Leading the way for researchers
David Gloriam is especially proud that the redesigned version of GPCRdb has the ability to identify the binding sites on the receptors, one of the tools that researchers use most often.
This tool enables users to visualize the three-dimensional structure of any receptor and then predict how the drugs bind to this receptor.
This could be the bond between a drug candidate and the receptor, and then researchers can see what would happen if they change either an amino acid in the structure of the receptor or an amino acid or functional/chemical group in the drug candidate.

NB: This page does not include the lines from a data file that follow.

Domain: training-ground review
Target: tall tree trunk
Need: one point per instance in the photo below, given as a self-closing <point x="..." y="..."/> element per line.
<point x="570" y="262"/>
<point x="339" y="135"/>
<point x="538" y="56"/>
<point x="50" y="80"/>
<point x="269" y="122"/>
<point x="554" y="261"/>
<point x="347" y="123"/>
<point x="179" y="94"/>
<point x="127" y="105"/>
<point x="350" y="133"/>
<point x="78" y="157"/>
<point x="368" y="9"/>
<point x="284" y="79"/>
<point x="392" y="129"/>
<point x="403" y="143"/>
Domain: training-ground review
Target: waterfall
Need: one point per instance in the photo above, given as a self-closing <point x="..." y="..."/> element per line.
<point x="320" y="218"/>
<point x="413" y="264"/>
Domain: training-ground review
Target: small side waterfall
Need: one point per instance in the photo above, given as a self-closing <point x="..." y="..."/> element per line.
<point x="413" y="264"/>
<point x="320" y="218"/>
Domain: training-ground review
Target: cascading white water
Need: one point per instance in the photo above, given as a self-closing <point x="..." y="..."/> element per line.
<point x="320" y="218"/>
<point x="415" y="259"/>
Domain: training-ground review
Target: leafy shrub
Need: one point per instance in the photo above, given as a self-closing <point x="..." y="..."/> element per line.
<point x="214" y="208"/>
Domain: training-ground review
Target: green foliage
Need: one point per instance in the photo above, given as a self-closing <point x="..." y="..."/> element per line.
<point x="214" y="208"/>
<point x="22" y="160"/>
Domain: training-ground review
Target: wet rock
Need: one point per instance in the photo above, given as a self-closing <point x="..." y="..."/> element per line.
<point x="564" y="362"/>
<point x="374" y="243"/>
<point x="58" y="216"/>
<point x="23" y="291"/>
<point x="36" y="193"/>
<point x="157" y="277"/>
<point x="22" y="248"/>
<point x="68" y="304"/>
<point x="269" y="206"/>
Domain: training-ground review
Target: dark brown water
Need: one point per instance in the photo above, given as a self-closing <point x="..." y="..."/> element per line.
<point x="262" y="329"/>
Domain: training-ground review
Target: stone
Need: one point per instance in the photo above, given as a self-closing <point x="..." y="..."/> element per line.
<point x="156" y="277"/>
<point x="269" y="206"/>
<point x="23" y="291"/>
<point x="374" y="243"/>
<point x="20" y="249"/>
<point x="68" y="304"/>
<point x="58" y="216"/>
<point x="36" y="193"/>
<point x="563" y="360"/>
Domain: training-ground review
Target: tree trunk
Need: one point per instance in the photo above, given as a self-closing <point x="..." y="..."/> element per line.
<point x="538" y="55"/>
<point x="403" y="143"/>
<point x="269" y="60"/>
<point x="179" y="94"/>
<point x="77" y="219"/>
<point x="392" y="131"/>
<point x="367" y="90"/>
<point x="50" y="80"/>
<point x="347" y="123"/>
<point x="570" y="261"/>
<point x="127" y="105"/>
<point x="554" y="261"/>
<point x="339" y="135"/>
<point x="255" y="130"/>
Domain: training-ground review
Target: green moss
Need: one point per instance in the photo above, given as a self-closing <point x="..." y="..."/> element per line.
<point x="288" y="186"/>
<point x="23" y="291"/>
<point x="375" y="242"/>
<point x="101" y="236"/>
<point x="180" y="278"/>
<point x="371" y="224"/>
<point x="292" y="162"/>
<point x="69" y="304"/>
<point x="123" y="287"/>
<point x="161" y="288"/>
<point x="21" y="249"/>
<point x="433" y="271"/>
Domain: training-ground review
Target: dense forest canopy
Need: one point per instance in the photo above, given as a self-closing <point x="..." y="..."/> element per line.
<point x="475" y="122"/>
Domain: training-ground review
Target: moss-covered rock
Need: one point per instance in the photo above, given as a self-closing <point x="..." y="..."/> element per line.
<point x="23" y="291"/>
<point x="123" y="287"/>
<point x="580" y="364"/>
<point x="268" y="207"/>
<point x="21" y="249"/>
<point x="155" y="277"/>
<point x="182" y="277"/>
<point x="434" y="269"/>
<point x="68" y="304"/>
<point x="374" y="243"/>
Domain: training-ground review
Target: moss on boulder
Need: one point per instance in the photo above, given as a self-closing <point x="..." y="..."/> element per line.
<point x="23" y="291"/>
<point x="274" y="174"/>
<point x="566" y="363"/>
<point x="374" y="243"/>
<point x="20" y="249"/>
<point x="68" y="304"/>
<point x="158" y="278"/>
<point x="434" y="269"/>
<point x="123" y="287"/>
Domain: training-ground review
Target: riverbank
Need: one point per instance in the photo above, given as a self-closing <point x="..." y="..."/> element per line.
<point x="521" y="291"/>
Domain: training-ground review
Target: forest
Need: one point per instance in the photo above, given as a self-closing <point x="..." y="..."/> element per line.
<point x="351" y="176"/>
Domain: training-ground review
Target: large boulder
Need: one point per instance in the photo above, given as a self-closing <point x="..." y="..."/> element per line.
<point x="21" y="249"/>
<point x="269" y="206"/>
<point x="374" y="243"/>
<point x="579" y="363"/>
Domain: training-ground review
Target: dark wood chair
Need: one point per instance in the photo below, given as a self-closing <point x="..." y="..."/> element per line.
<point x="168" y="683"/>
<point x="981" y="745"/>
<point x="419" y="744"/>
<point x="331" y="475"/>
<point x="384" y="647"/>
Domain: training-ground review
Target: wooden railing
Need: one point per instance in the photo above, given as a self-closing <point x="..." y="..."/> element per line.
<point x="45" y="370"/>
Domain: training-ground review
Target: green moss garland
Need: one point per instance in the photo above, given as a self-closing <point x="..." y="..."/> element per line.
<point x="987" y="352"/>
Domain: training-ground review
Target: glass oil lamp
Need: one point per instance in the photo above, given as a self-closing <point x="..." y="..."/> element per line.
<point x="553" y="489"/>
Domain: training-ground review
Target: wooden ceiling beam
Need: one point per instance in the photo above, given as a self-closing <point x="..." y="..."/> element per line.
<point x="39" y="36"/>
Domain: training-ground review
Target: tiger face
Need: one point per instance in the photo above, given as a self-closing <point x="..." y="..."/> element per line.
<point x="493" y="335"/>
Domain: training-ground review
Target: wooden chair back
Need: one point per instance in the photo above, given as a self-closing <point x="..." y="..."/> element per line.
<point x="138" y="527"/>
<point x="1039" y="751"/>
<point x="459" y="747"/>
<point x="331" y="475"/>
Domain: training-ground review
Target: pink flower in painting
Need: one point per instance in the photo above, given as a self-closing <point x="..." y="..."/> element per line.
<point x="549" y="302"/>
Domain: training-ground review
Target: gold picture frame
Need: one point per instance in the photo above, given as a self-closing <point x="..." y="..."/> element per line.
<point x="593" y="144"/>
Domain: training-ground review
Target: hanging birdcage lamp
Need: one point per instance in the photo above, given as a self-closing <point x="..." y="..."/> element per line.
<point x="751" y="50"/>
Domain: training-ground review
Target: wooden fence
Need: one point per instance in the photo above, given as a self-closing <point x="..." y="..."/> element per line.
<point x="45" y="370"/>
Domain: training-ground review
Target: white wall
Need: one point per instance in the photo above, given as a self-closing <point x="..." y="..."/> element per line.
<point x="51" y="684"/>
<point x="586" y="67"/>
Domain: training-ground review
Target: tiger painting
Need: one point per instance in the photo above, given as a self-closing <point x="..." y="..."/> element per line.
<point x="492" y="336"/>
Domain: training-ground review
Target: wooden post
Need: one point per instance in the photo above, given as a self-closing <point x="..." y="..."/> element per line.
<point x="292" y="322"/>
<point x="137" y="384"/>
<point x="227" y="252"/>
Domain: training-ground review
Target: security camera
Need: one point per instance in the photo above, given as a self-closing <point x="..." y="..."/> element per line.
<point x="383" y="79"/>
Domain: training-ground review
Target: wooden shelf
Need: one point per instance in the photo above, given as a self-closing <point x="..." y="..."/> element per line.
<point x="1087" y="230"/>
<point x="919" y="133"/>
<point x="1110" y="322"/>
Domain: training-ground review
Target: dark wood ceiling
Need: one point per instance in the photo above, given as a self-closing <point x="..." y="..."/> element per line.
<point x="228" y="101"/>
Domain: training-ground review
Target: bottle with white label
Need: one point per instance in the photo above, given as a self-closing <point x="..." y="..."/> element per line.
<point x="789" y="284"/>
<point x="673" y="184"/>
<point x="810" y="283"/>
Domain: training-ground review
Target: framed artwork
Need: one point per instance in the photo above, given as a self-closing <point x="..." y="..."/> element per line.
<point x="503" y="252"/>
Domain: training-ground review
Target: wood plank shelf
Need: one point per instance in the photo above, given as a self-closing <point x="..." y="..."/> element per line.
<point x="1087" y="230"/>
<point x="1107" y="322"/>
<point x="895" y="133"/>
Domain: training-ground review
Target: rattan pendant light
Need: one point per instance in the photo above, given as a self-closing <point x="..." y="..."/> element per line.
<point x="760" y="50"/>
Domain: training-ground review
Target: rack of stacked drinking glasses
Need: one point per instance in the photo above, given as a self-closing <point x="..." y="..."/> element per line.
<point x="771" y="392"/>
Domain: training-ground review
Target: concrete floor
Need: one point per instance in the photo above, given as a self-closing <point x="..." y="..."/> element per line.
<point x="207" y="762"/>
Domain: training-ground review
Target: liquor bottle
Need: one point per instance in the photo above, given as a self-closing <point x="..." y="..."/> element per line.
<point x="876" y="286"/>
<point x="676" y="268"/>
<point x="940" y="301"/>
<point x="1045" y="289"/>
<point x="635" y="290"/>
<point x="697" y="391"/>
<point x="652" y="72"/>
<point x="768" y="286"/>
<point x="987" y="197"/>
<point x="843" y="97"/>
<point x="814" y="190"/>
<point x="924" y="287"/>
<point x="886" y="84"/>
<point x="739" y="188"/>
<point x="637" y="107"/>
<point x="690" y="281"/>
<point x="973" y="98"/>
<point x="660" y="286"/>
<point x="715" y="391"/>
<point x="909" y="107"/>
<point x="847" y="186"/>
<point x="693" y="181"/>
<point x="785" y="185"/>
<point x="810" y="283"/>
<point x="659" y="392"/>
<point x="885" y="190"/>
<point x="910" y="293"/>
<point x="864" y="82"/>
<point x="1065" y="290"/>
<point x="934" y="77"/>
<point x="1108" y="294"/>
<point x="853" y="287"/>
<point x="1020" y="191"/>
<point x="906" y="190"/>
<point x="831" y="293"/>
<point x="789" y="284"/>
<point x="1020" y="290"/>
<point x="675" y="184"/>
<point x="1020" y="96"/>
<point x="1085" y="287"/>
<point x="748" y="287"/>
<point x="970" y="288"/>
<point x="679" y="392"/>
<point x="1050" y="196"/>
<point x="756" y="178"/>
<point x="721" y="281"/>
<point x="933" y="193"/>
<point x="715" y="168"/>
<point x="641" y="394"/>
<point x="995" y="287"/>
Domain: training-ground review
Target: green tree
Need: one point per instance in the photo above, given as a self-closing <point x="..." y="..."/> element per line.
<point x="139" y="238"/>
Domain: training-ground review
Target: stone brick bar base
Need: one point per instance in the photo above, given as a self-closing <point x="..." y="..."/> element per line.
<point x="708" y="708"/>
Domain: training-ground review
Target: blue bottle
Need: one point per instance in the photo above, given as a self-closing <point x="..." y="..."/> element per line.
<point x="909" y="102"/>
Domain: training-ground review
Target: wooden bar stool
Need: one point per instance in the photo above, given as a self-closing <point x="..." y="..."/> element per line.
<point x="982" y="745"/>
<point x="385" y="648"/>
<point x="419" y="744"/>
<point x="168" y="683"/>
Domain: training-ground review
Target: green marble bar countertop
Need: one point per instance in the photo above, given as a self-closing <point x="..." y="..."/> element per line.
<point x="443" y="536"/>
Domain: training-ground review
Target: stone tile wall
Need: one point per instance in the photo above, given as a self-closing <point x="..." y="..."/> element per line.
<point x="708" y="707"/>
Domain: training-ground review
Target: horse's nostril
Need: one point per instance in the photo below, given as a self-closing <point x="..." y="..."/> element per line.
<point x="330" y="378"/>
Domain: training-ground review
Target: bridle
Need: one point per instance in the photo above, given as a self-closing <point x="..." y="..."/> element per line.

Increasing the binding strength can make a drug more effective, but it can also make it more selective, reducing side-effects.
“A new paradigm focuses on getting drugs to not just bind to one receptor but also to activate only one cellular signalling pathway, thereby avoiding side-effects that may be associated with activating other signalling pathways. We have included how the binding between the receptor and the ligand affects signalling pathways in GPCRdb, so you know which signalling pathways you will affect and which ones you will not affect,” explains David Gloriam.
David Gloriam elaborates that these areas are the field’s most interesting ones, and they will have enormous potential in developing safer drugs.
“With GPCRdb, we have a dream of being a hub for progress and breakthroughs in this field,” says David Gloriam.
Database design tailored to researchers’ needs
David Gloriam says that receptor biology has always had research bottlenecks.
The previous bottleneck was that researchers could not generate experimental data fast enough for the other researchers who were interested in accessing them.
Today’s bottleneck is different, because now the problem is to make all the types of data available in an organized and functional way. Analytical tools that facilitate understanding of the data are also lacking.
This is exactly what the redesigned GPCRdb can do.
“In developing GPCRdb, we asked the researchers what they needed to make it as useful as possible. We used their answers to redesign the database and thus enable it to optimally support research. In fact, a section of GPCRdb has all the scientific publications in which the database has been used, including articles in very prominent journals, in which the GPCRdb was used to obtain biological insight that would have been impossible without it,” says David Gloriam.
David Gloriam says that his major goal is to get GPCRdb to catalyse even more world-class research.
“My ambition is to facilitate scientific collaboration, because scientists solve major global challenges by collaborating,” he concludes.